Eventually I said: ‘Mind if I take another look over the wall?’
‘Why?’
‘I just had an idea about what might have happened. After all, how else are we supposed to pass the time?’
‘I’ll come with you. I don’t want you getting ideas about climbing over it!’
Together we peered down the slope towards the stream.
‘It’s easy to see what happened,’ I said. ‘Our killer does the deed, runs into the courtyard, jumps over the wall and legs it down the hill. I bet if we checked the slope for footprints, we’d find some. Of course, he’d have gone straight for the stream to wash the blood off his feet, unless he was a complete idiot, so there wouldn’t be much of a trail to follow.’
‘Sounds reasonable. All right, what if it wasn’t the woman. Who was it, then?’
‘I don’t know. Who’d kill a… a merchant?’ I had remembered just in time that I was not supposed to know who the dead Texcalan was; for all I was meant to know, it was most likely Hare’s body lying inside the house. ‘A thief, I suppose. I noticed that chest in there was empty. And he’d had his labret and earplugs ripped off. Did you notice that?’
The other man glanced over his shoulder into the house and sighed. ‘It’s beyond me.’
Well,’ I said cheerfully, ‘never mind. Look, there’s your murder weapon.’
He whipped his head around and stared over the wall again. Where? What are you looking at?’
There was a fair amount of rubble around our feet: mostly mud bricks and chips of plaster. I might have wished for something more substantial, but I was not in a position to be choosy. Quietly picking up the heaviest thing I could reach, I replied: ‘Just beneath us. No, a bit to the right — it’s a big piece of obsidian, hardly chipped at all, so it can’t have been thrown away because it was rubbish… Can’t you see it?’

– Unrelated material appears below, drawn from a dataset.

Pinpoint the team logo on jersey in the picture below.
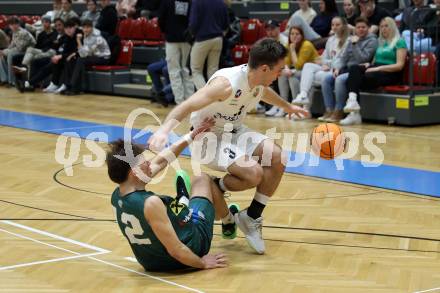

‘No,’ he said. Since I was making it up, this was hardly surprising, but as he stooped and craned his neck in an effort to follow my directions, he left the back of his head exposed and at just the right angle for me to knock him out with a brick.
Summoning all the force I could muster, I struck him hard enough to shatter the block of dried mud in my hands.
Nothing happened. He just stood where he was, bending over the wall, neither moving nor making a sound.
I gulped fearfully. It had not worked. The big warrior was going to turn around in a moment, his face dark and his eyes blazing with rage, and in my weakened state I would not stand a chance. I wondered whether he would be able to restrain: himself from killing me, to save me for a more painful punishment later.